The unexpected resignation of the Japanese Prime Minister Shinzo Abe has put Japan in a state of confusion and has created a lot of questions in the minds of many people. As the news of the resignation spread, Japan’s benchmark Nikkei average fell 2.12 percent to 22717.02, while the Topix fell 1.00 percent to 1,599.70. The selling wiped $47 billion off Tokyo’s $5.7 trillion stock market value, which had more than doubled during Abe’s tenure.

Abe was Japan’s longest-serving premier and was widely known for introducing “Abenomics” which is a mix of easy monetary policy, fiscal spending and a growth strategy designed to jolt the economy out of suspended animation that has gripped Japan for more than two decades. The “suspended animation” dates back to the 90s also known as “The Lost Decade” when economic stagnation appeared in Japan, following a massive real estate bubble burst in the 1980s and asset price bubble burst in the early 90s. After briefly serving as a prime minister from 2006-2007, Abe began his second term in December 2012 and soon launched his ambitious plan to bolster Japan’s stagnant economy.

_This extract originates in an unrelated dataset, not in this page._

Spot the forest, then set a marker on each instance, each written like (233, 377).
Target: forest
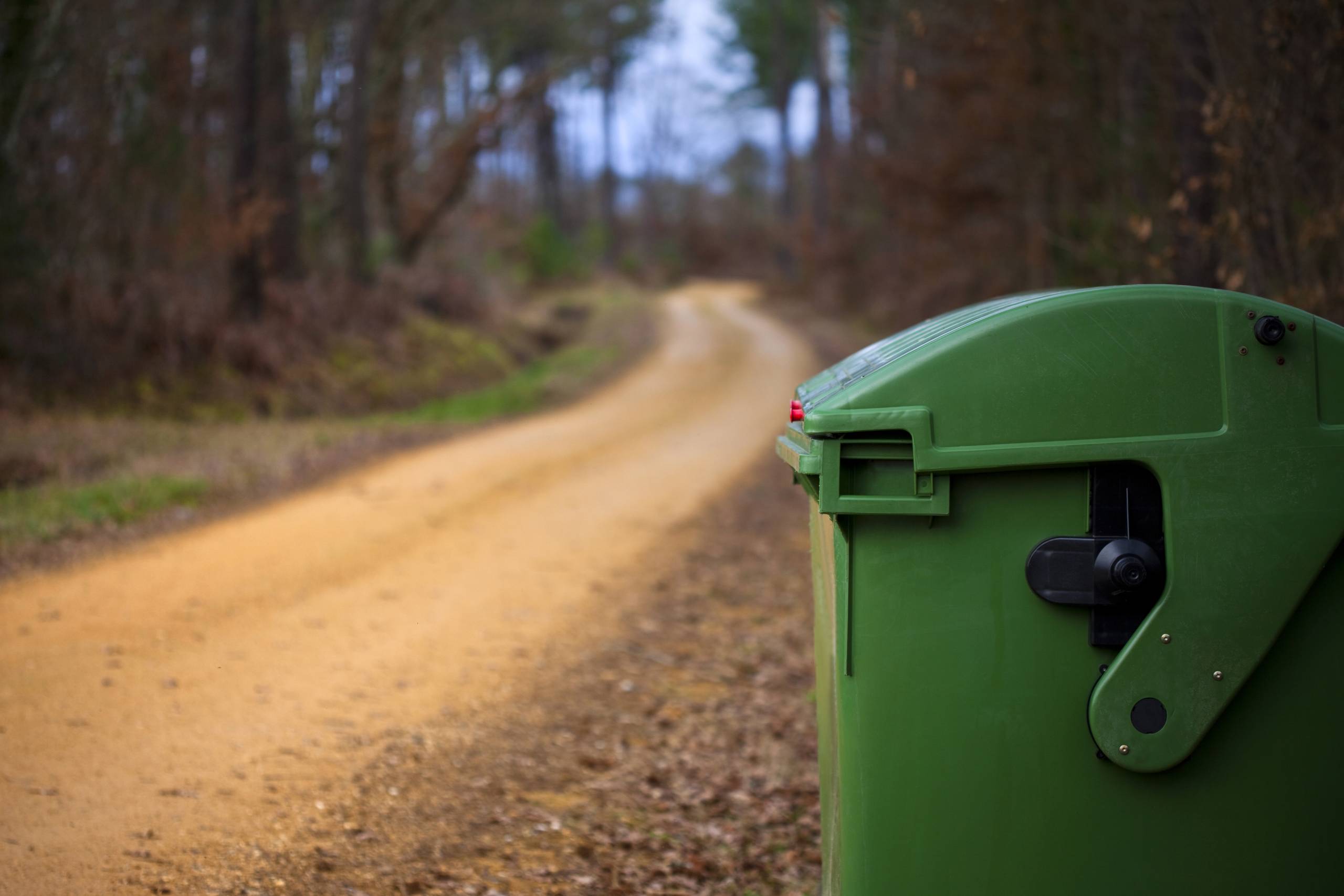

Abe’s term was supposed to end in September 2021. His sudden resignation will most likely trigger a leadership race in the ruling Liberal Democratic Party (LDP) to select a new party leader who will hold the post for the rest of Abe’s term. It is expected that irrespective of the winner; Abe’s reflationary “Abenomics” policies will be kept, keeping the broader picture intact and focusing on reflation.